5. All animals must comply with many other requirements that provide reassurance of their health status.
Sheep and Goats must be tested prior to export:
• Rams for breeding have to be tested for Brucella ovis 30 days prior to export.
• Sheep and Goats have to comply with a scrapie monitoring scheme, if not they would be tested for scrapie prior to export.
• Bluetongue – importers have an option of vaccination plus testing if they don’t want or are unable to comply with vaccination plus 60 days wait or re-vaccination as per manufacturer’s recommendations. This for all susceptible animals.
6. All have to comply with many other requirements that provide reassurance of their health status.
SHEEP IMPORTS CASE STUDY
Steve Gibbons will be importing around 90 pedigree Beltex ewes this year. It’s something he’s been doing for the last 10 years as he continues to strengthen the flock’s genetics – and he says importing is a “very straightforward operation”.

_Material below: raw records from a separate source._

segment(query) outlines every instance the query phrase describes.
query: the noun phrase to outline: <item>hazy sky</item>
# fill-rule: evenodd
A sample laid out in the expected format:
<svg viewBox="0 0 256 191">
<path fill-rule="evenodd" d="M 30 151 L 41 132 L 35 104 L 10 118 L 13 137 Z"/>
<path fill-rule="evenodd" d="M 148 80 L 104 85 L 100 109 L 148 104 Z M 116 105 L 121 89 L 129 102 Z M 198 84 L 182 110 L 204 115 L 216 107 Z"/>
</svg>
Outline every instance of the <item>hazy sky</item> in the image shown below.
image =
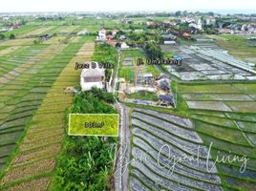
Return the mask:
<svg viewBox="0 0 256 191">
<path fill-rule="evenodd" d="M 256 13 L 256 0 L 2 0 L 0 6 L 0 12 L 178 10 L 250 10 Z"/>
</svg>

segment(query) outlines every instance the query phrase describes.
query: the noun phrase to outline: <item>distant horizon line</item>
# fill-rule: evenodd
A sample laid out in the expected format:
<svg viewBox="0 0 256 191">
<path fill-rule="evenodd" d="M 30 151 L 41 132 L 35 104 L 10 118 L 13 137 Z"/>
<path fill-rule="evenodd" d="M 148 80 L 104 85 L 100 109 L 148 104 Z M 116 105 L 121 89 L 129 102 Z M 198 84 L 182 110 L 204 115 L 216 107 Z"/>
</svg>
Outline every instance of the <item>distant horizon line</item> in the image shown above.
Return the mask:
<svg viewBox="0 0 256 191">
<path fill-rule="evenodd" d="M 141 10 L 141 11 L 0 11 L 0 14 L 5 13 L 147 13 L 147 12 L 176 12 L 176 11 L 190 11 L 190 12 L 214 12 L 221 14 L 256 14 L 256 10 L 242 9 L 242 10 L 228 10 L 228 9 L 218 9 L 218 10 Z"/>
</svg>

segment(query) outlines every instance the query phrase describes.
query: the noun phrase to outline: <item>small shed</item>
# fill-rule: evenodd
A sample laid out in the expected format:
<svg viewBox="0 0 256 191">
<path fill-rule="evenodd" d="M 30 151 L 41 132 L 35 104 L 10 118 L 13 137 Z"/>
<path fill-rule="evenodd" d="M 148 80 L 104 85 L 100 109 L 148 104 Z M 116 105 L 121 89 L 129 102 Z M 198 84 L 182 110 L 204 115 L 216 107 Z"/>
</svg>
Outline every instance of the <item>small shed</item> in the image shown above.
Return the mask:
<svg viewBox="0 0 256 191">
<path fill-rule="evenodd" d="M 98 67 L 98 63 L 92 62 L 89 67 L 82 70 L 80 85 L 82 91 L 90 91 L 93 87 L 104 88 L 105 69 Z"/>
</svg>

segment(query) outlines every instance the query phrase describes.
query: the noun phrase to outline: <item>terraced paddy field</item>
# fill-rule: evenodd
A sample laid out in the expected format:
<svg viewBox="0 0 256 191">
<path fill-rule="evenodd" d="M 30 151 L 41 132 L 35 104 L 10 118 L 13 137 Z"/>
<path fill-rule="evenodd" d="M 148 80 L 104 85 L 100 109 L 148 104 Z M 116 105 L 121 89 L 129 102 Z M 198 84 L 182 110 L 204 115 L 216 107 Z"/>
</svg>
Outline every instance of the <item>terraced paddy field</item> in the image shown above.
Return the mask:
<svg viewBox="0 0 256 191">
<path fill-rule="evenodd" d="M 224 190 L 188 118 L 135 108 L 132 133 L 131 190 Z"/>
<path fill-rule="evenodd" d="M 79 81 L 80 71 L 74 65 L 90 60 L 94 43 L 89 42 L 92 38 L 82 37 L 76 43 L 27 46 L 4 55 L 0 189 L 47 188 L 61 146 L 64 112 L 73 97 L 64 90 Z"/>
<path fill-rule="evenodd" d="M 254 83 L 178 86 L 195 131 L 213 159 L 224 161 L 216 166 L 228 190 L 256 188 L 255 87 Z"/>
</svg>

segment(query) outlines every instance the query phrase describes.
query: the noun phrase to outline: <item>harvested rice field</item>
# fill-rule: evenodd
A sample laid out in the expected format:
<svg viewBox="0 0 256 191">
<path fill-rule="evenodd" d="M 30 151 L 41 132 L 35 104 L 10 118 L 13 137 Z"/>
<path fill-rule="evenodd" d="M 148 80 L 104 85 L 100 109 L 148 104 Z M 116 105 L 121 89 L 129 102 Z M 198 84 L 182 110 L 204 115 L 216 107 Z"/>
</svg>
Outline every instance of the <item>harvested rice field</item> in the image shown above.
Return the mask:
<svg viewBox="0 0 256 191">
<path fill-rule="evenodd" d="M 68 44 L 53 38 L 47 44 L 30 45 L 29 40 L 32 39 L 5 42 L 0 51 L 1 190 L 48 188 L 61 149 L 65 111 L 73 100 L 65 89 L 79 81 L 75 61 L 90 60 L 94 53 L 91 37 L 79 36 Z"/>
</svg>

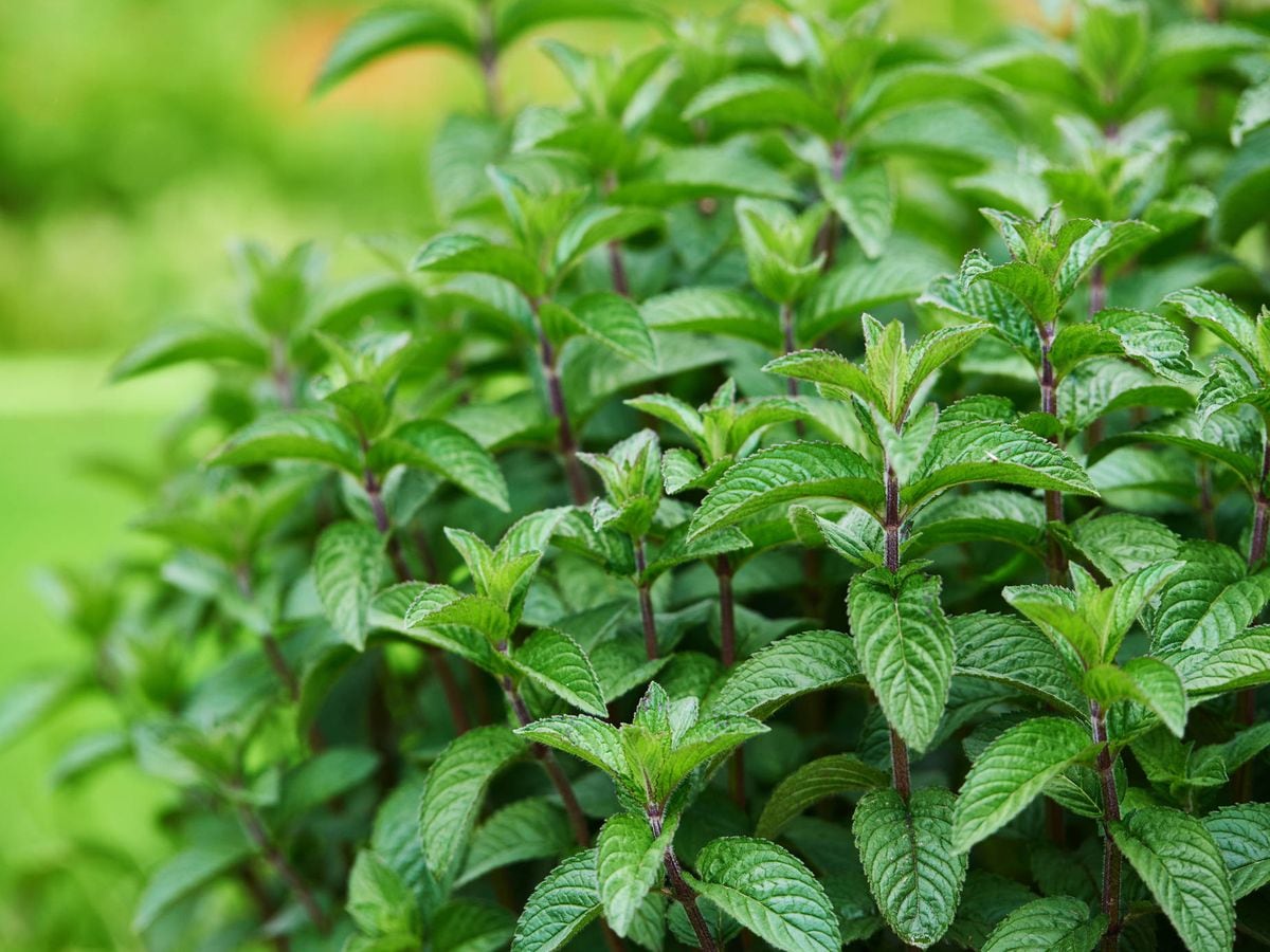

“The import protocol is very strict, but that doesn’t mean it’s complicated,” says Mr Gibbons, who uses breed society agents in Belgium and Holland to select sheep on his behalf.
Well known for his successes at winter primestock shows, Steve runs 600 ewes at Llwynbrain Farm near Hay-on-Wye. As well as Beltex ewes, he’s also importing a batch of Charollais from France which will be used in his Beltex x Charollais-cross breeding programme.
His imported sheep undergo two Bluetongue tests and a maedi visna test before leaving for the UK. The tests take around 12 weeks to complete at a total cots of £45. On arrival in the UK the DVO is notified and is provided with the relevant documentation.
“We work closely with some excellent hauliers but have to make sure we plan the route precisely. The sheep have water available in transit but the wagon makes the trip over in one non-stop journey.
“I’ve never had any problems and provided you abide by all the rules and follow everything to the letter, importing isn’t difficult. And there’s no doubt that the standards of flock health in the countries we deal with are exceptionally high and the regulations breeders have to work with are even stricter than here in the UK,” says Mr Gibbons.